The reduced number of hospital beds predisposes the healthcare system to saturation (Di Lorenzo and Di Trolio 2020). The need for measures such as increasing the number of ICU beds had already been foreseen in some studies carried out for European countries, such as the study of Verelst et al. (2020). In Italy, one of the countries most affected by the pandemic worldwide, it is estimated that the number of ICU beds needed to provide a minimum set of care for COVID-19 patients will reach several thousand. According to the study by Verelst et al. (2020) which was carried out with data available until the beginning of March 2020 in Italy, maximum occupancy of all available beds in the country was predicted (n = 5200) by the end of the same month, pointing out the need for allocation of resources to increase the number of beds in order to contribute to coping with the pandemic (Verelst et al. 2020). In the study of Remuzzi and Remuzzi (2020), a projection of the number of patients in ICU beds was calculated from February 2020, reaching up to 7500 ICU beds in a week in Italy if the infection rate continued to increase (Remuzzi and Remuzzi 2020).
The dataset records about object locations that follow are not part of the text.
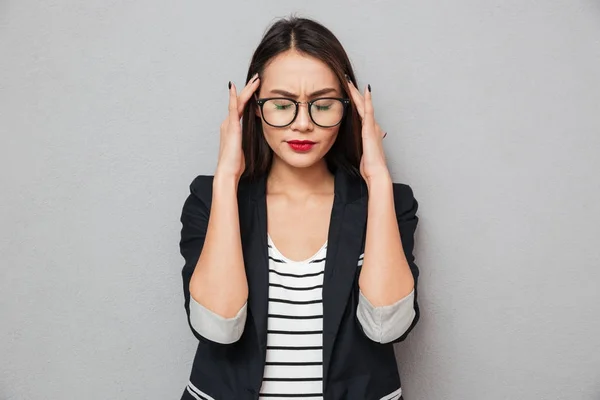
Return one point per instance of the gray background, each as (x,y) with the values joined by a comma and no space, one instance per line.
(108,109)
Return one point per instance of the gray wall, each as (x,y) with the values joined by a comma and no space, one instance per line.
(108,109)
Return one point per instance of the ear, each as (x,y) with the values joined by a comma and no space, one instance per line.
(256,106)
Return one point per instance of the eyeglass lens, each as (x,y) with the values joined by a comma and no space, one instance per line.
(324,112)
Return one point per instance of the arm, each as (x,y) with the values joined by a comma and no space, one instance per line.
(385,311)
(214,277)
(386,276)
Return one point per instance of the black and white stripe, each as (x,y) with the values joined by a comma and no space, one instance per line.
(294,364)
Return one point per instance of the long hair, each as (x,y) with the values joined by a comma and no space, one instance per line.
(313,39)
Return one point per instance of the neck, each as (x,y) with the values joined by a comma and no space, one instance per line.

A study published by Rhodes et al. (2012) evidenced a very considerable heterogeneity in the number of ICU beds among European countries, with Germany, for instance, having 6.9 times the number of beds per capita compared to other nations (Rhodes et al. 2012). These differences may be explained, among others, by socioeconomic variances among regions and by features of the healthcare systems (Rhodes et al. 2012). This heterogeneity among the countries was also evident regarding the need for structure during a COVID-19 pandemic. While Italy and Spain identified the number of ICU beds of 98 per day as a risk factor associated with COVID-19 mortality, Germany showing the number of 26 per day. In an intermediate position to European countries, the USA showed the number of 48 ICU beds per day as a risk factor. The same ranking was observed when comparing the other risk factors, as the total number of hospital beds and the number of available ventillation devices per day. The worst results were pointed out for Italy and Spain, followed by the USA, while Germany presented the best scenario.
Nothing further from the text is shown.